Software might get better
[Posted to Random Bytes on February 26, 2003 12:37 PM| Links to this post ]
Barry Parr over at MediaSavvy and I did some back and forth on application utility/useability v. aesthetic. This piece on Blogging with Radio and eVectors by the good folks over at Macromedia highlights how progress is being made slowly but surely on solving these and similar problems for application users.

This is an area that I've been bitching about for a while now. Looking back, I could have been far more productive with my complaints, but live and learn. For those of you that haven't been following the story, I was locked in a life and death content management struggle with Radio Userland for the longest time. I think the final score was something like Radio - 992, Me - 1...

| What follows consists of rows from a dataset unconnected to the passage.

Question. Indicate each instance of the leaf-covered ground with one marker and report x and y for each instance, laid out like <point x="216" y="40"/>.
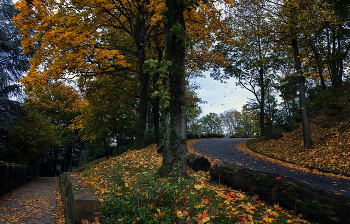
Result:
<point x="36" y="202"/>
<point x="330" y="150"/>
<point x="129" y="192"/>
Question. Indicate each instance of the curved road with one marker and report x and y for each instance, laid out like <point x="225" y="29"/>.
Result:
<point x="226" y="150"/>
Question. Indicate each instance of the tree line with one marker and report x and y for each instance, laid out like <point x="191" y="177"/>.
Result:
<point x="117" y="71"/>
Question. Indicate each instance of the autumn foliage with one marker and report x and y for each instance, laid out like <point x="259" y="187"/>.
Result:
<point x="130" y="193"/>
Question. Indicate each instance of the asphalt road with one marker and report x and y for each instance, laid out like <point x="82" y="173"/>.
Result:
<point x="226" y="150"/>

On a slightly related note, someone remarked to me yesterday that Radio was the least stable tool in their arsenal, but that its utility was so high that they were having a hard time dropping it for other tools. There are things that Radio is doing that other tools just aren't doing.

As an aside, I really believe that this is because Weiner and the gang view their tool as a web services manager and the other tool providers view their applications as content management system. It would be interesting to get their first-hand views on this.

Anyways, back to Radio's pro's and con's... The experience that this user has had with Radio brings a classic paradox into relief. A paradox that we have been suffering under for far too long - just good enough to ship is what sells at retail.

I really wish that a more customer-centric development practice had taken root.